The concept of border control carries with it a lot of baggage. It represents separation, exclusion and nationalism, everything that JEF has fought against for more than 60 years; in 1950, activists of JEF destroyed and burned the border barriers between France and Germany. In 1995 we enthusiastically welcomed the Schengen Agreement and the fall of border control within the EU. In 2011, the inconceivable happens: Commissioner Cecelia Malmström dares to speak those burdensome words: “Tightening internal border control” could be authorized under certain conditions.
One of the tasks of the European Commission is to make advancements with European integration. What is it that pushed Ms. Malmström to decide to favor this border controlling? Italy and France. In these two countries, the governments continue to learn to the right, which is always more populist. The former country is governed by an aristocracy of media, who govern with the League of the North. The latter, the country of Super-Sarko, praises its nationalist voters. And it is the approaching 2012 presidential elections in which the National Front hopes to pick up the votes of Sarcozyists.
Since January, twenty five thousand North Africans have arrived on the costs of Europe, majority of them in Italy and Malta. The Berlusconi government declared itself over capacity and issued temporary residency permits. These allow refugees to travel into other countries, because there are no longer any borders. France was upset by this and ordered its customs officers not to authorize access to its territory except to people with sufficient enough resources.
The European Commission yielded to the pressure and called together the ministers of the interior and of justice for an emergency summit. Next week, they will decide if and how the Schengen Agreement should be revised. The Commission talked to us about “the strict conditions” that should be met in order to authorize new border controls.
Malmström introduces it to us as a clarification of existing rules that were worded in a vague manner. But today the Schengen Agreement already authorizes interim controls when public order is threatened in a serious way. It is the use of these words that has created tension between France and Italy.
Europeans, dig up your axes!
This clarification, perhaps, is the goal of the Commission, but these plans are nothing more than a slap in the face to Europeans. Even beyond the technical rules, it is now symbolism that is hopeless: first of all, in 2011, the European Union found itself discussing interior borders and the crushing of 60 years of efforts for a unified Europe. Secondly, the engine of European integration, the Commission, will undergo before the political interests of the two governments. Thirdly, member states deny that the external borders of the European Union are European borders.
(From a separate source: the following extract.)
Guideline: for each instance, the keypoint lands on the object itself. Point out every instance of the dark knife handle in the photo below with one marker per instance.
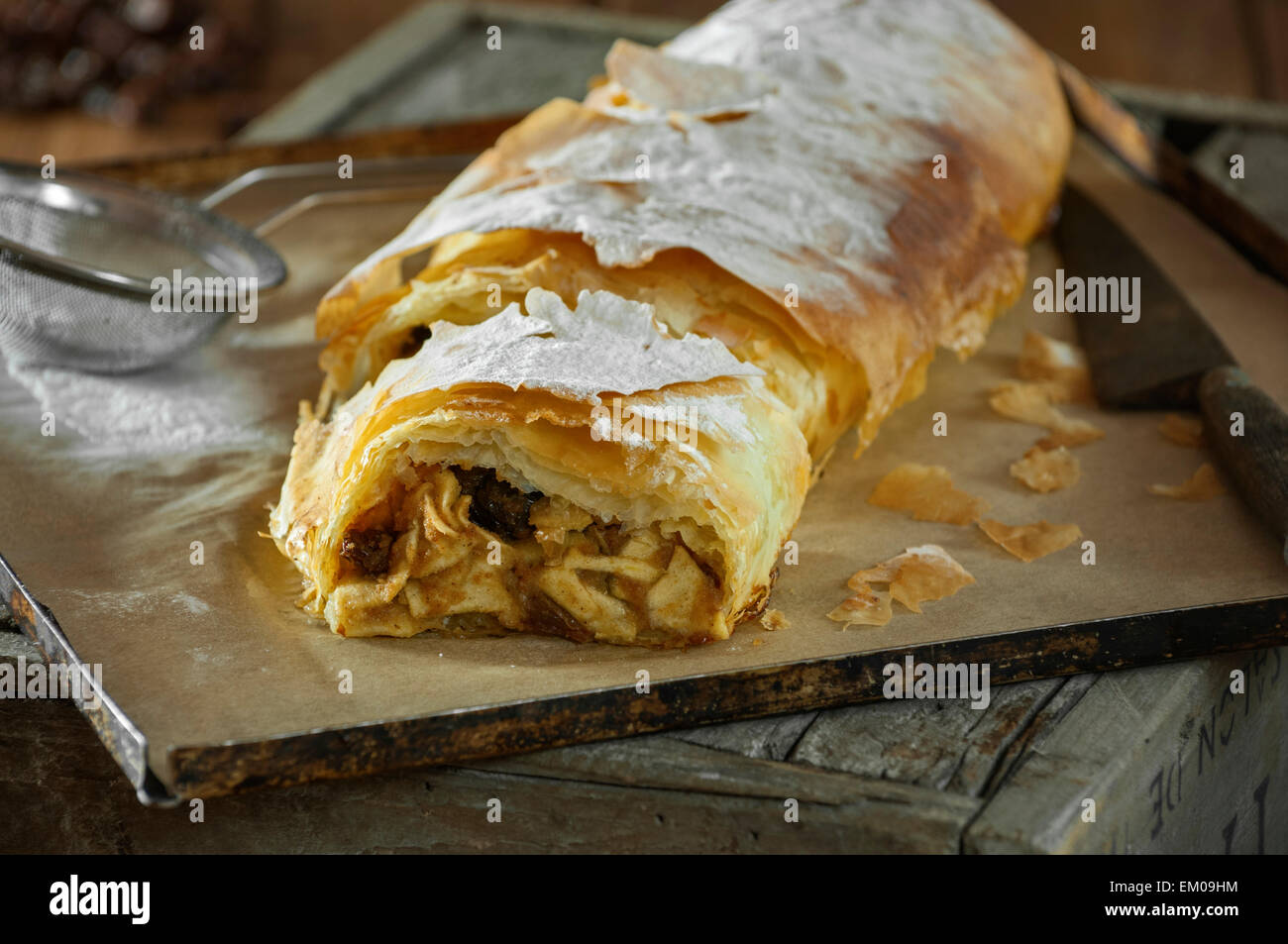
(1257, 460)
What we need is a European response to a European problem. A response of unity, and not egocentricity! We need a determined European course of action and agreement on the distribution of refugees. Germany is a great example of this: during its time of separation, the different regions of West Germany demonstrated cohesiveness by allocating the refugees of East Germany. Difficulties have been reduced for everyone from the way West Germany acted- as one would expect of a democracy- they did not lock the refugees up in inhuman conditions near its borders, as is the case in Lampedusa. None of the actors involved live up to the honor of the European standard. Not France, who refuses to let enter refugees from regions of crisis. Nor Italy, who distributes resident permits without any consultation. Nor the Commission, who is making border control possible within the European Union.
In 61 years, policy has done nothing. It is up to us, European citizens, to say clearly, “if you reinstate border controls, we will come with our axes and cut them down.”